I am trying to create a classifier to categorize websites. I am doing this for the very first time so it's all quite new to me. Currently I am trying to do some Bag of Words on a couple of parts of the web page (e.g. title, text, headings). It looks like this:
from sklearn.feature_extraction.text import CountVectorizer
countvect_text = CountVectorizer(encoding="cp1252", stop_words="english")
countvect_title = CountVectorizer(encoding="cp1252", stop_words="english")
countvect_headings = CountVectorizer(encoding="cp1252", stop_words="english")
X_tr_text_counts = countvect_text.fit_transform(tr_data['text'])
X_tr_title_counts = countvect_title.fit_transform(tr_data['title'])
X_tr_headings_counts = countvect_headings.fit_transform(tr_data['headings'])
from sklearn.feature_extraction.text import TfidfTransformer
transformer_text = TfidfTransformer(use_idf=True)
transformer_title = TfidfTransformer(use_idf=True)
transformer_headings = TfidfTransformer(use_idf=True)
X_tr_text_tfidf = transformer_text.fit_transform(X_tr_text_counts)
X_tr_title_tfidf = transformer_title.fit_transform(X_tr_title_counts)
X_tr_headings_tfidf = transformer_headings.fit_transform(X_tr_headings_counts)
from sklearn.naive_bayes import MultinomialNB
text_nb = MultinomialNB().fit(X_tr_text_tfidf, tr_data['class'])
title_nb = MultinomialNB().fit(X_tr_title_tfidf, tr_data['class'])
headings_nb = MultinomialNB().fit(X_tr_headings_tfidf, tr_data['class'])
X_te_text_counts = countvect_text.transform(te_data['text'])
X_te_title_counts = countvect_title.transform(te_data['title'])
X_te_headings_counts = countvect_headings.transform(te_data['headings'])
X_te_text_tfidf = transformer_text.transform(X_te_text_counts)
X_te_title_tfidf = transformer_title.transform(X_te_title_counts)
X_te_headings_tfidf = transformer_headings.transform(X_te_headings_counts)
accuracy_text = text_nb.score(X_te_text_tfidf, te_data['class'])
accuracy_title = title_nb.score(X_te_title_tfidf, te_data['class'])
accuracy_headings = headings_nb.score(X_te_headings_tfidf, te_data['class'])

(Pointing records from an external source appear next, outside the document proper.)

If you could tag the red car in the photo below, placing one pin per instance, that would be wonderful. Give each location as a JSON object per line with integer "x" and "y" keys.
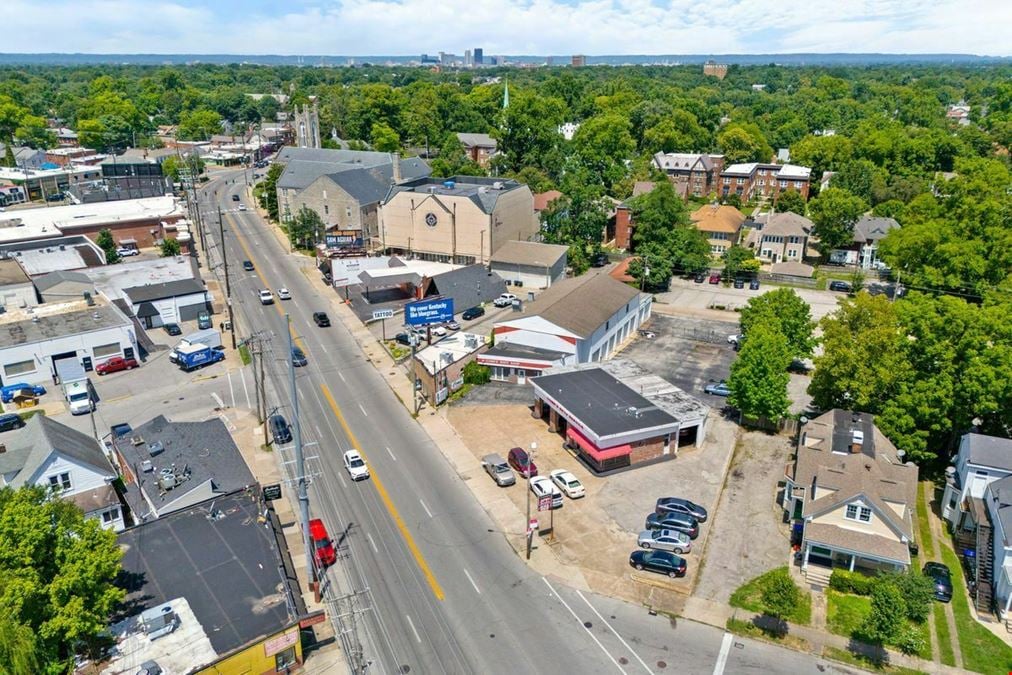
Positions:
{"x": 323, "y": 547}
{"x": 520, "y": 460}
{"x": 116, "y": 364}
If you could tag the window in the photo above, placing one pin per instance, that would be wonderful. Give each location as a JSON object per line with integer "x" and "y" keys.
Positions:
{"x": 61, "y": 482}
{"x": 104, "y": 350}
{"x": 19, "y": 368}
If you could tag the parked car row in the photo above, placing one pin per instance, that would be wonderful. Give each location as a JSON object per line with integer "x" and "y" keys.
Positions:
{"x": 669, "y": 531}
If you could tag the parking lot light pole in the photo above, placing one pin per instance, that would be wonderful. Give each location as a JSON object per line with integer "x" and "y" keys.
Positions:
{"x": 530, "y": 531}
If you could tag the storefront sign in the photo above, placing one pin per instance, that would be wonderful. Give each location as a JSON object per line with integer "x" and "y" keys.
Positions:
{"x": 424, "y": 312}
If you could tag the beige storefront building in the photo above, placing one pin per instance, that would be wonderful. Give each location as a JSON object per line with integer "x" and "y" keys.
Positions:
{"x": 462, "y": 220}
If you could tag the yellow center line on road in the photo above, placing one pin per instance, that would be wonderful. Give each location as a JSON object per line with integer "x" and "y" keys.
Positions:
{"x": 388, "y": 502}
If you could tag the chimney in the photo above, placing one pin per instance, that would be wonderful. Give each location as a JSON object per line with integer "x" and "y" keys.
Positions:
{"x": 856, "y": 441}
{"x": 396, "y": 161}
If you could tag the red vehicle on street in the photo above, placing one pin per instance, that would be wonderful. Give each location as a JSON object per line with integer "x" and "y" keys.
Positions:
{"x": 323, "y": 547}
{"x": 115, "y": 364}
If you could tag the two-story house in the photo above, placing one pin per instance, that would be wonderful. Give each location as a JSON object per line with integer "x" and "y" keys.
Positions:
{"x": 72, "y": 463}
{"x": 977, "y": 502}
{"x": 722, "y": 225}
{"x": 854, "y": 495}
{"x": 781, "y": 237}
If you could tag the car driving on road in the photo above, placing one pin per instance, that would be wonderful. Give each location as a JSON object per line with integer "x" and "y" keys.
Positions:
{"x": 355, "y": 466}
{"x": 661, "y": 562}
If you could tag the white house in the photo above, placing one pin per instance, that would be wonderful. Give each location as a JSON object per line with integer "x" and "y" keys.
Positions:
{"x": 576, "y": 321}
{"x": 50, "y": 454}
{"x": 978, "y": 502}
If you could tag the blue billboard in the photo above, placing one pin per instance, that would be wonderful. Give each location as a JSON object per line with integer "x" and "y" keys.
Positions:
{"x": 433, "y": 311}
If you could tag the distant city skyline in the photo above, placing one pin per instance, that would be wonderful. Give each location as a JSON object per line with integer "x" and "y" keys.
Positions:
{"x": 406, "y": 27}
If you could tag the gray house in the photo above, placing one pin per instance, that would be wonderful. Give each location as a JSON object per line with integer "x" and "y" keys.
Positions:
{"x": 169, "y": 466}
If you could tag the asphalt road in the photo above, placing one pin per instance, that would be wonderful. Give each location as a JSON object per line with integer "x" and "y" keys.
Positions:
{"x": 433, "y": 588}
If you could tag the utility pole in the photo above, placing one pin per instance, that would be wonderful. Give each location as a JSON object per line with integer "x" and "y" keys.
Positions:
{"x": 228, "y": 284}
{"x": 304, "y": 497}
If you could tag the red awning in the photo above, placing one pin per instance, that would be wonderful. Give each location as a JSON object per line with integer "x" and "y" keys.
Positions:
{"x": 594, "y": 451}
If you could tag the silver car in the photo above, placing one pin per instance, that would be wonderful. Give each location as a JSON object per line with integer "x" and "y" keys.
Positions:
{"x": 665, "y": 539}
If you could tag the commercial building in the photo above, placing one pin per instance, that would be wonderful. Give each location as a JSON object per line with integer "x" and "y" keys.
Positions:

This works fine, and I get the accuracies as expected. However, as you might have guessed, this looks cluttered and is filled with duplication. My question then is, is there a way to write this more concisely?
Additionally, I am not sure how I can combine these three features into a single multinomial classifier. I tried passing a list of tfidf values to MultinomialNB().fit()
, but apparently that's not allowed.
Optionally, it would also be nice to add weights to the features, so that in the final classifier some vectors have a higher importance than others.
I'm guessing I need pipeline
but I'm not at all sure how I should use it in this case.
First, CountVectorizer and TfidfTransformer can be removed by using TfidfVectorizer (which is essentially combination of both).
Second, the TfidfVectorizer and MultinomialNB can be combined in a Pipeline.
A pipeline sequentially apply a list of transforms and a final estimator. When fit()
is called on a Pipeline
, it fit all the transforms one after the other and transform the data, then fit the transformed data using the final estimator. And when score()
or predict()
is called, it only call transform()
on all transformers and score()
or predict()
on last one.
So the code will look like:
from sklearn.pipeline import Pipeline
pipeline = Pipeline([('vectorizer', TfidfVectorizer(encoding="cp1252",
stop_words="english",
use_idf=True)),
('nb', MultinomialNB())])
accuracy={}
for item in ['text', 'title', 'headings']:
# No need to save the return of fit(), it returns self
pipeline.fit(tr_data[item], tr_data['class'])
# Apply transforms, and score with the final estimator
accuracy[item] = pipeline.score(te_data[item], te_data['class'])
EDIT:
Edited to include the combining of all features to get single accuracy:
To combine the results, we can follow multiple approaches. One that is easily understandable (but a bit of again going to the cluttery side) is the following:
# Using scipy to concatenate, because tfidfvectorizer returns sparse matrices
from scipy.sparse import hstack
def get_tfidf(tr_data, te_data, columns):
train = None
test = None
tfidfVectorizer = TfidfVectorizer(encoding="cp1252",
stop_words="english",
use_idf=True)
for item in columns:
temp_train = tfidfVectorizer.fit_transform(tr_data[item])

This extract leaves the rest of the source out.